However, we still havethe challenge of visually associating the value of the prices in a neighborhodwith the value of the spatial lag of values for the focal unit. The latter is aweighted average of prices in the focal unit’s neighborhood.
To complement the geovisualization of these associations we can turn to formalstatistical measures of spatial autocorrelation.
Global Spatial Autocorrelation
We begin with a simple case where the variable under consideration is binary.This is useful to unpack the logic of spatial autocorrelation tests. So even thoughour attribute is a continuously valued one, we will convert it to a binary caseto illustrate the key concepts:
Binary Case
We have 22 neighborhoods with list prices above the median and the remainder below themedian (recall the issue with ties).
The spatial distribution of the binary variable immediately raises questionsabout the juxtaposition of the “black” and “white” areas.
Join counts
One way to formalize a test for spatial autocorrelation in a binary attribute isto consider the so-called joins. A join exists for each neighbor pair ofobservations, and the joins are reflected in our binary spatial weights objectwq.
Each unit can take on one of two values “Black” or “White”, and so for a givenpair of neighboring locations there are three different types of joins that canarise:
- Black Black (BB)
- White White (WW)
- Black White (or White Black) (BW)
Given that we have 68 Black polygons on our map, what is the number of BlackBlack (BB) joins we could expect if the process were such that the Blackpolygons were randomly assigned on the map? This is the logic of join count statistics.

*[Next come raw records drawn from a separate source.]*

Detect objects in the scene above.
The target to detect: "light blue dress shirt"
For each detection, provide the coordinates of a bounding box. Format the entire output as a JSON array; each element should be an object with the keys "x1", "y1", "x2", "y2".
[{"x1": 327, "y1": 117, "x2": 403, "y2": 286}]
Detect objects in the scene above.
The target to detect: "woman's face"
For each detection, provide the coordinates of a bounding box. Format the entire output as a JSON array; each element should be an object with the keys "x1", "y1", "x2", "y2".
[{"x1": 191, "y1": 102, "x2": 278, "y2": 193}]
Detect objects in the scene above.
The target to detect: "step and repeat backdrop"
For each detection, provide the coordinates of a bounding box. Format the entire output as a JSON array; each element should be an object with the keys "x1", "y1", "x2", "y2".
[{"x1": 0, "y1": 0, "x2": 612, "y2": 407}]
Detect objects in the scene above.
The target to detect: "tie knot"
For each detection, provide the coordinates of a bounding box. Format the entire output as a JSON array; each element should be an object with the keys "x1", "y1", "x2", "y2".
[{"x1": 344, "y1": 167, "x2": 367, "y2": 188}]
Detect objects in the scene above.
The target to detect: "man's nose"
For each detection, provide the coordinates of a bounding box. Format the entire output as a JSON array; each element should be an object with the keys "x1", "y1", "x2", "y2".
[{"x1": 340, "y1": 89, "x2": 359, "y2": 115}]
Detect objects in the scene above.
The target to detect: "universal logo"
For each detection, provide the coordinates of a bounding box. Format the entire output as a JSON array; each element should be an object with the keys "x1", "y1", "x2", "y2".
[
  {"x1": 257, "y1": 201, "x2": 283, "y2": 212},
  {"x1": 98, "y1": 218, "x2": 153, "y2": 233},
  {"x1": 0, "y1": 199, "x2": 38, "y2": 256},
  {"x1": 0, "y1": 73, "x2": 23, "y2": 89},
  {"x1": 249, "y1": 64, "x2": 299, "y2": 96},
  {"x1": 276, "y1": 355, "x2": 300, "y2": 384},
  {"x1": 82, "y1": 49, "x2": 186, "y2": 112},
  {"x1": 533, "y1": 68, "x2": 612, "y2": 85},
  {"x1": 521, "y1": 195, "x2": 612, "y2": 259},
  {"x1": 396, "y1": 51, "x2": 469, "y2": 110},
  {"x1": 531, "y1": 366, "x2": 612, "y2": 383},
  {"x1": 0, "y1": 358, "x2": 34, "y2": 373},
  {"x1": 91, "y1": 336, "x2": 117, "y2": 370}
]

We can use the esda package from PySAL to carry out join count analysis:
Raster Local Moran P Value Proposition
The resulting object stores the observed counts for the different types of joins:
Note that the three cases exhaust all possibilities:
and
which is the unique number of joins in the spatial weights object.
Our object tells us we have observed 44 BB joins:
The critical question for us, is whether this is a departure from what we wouldexpect if the process generating the spatial distribution of the Black polygonswere a completely random one? To answer this, PySAL uses random spatialpermutations of the observed attribute values to generate a realization underthe null of complete spatial randomness (CSR). This is repeated a large numberof times (999 default) to construct a reference distribution to evaluate thestatistical significance of our observed counts.
The average number of BB joins from the synthetic realizations is:
which is less than our observed count. The question is whether our observedvalue is so different from the expectation that we would reject the null of CSR?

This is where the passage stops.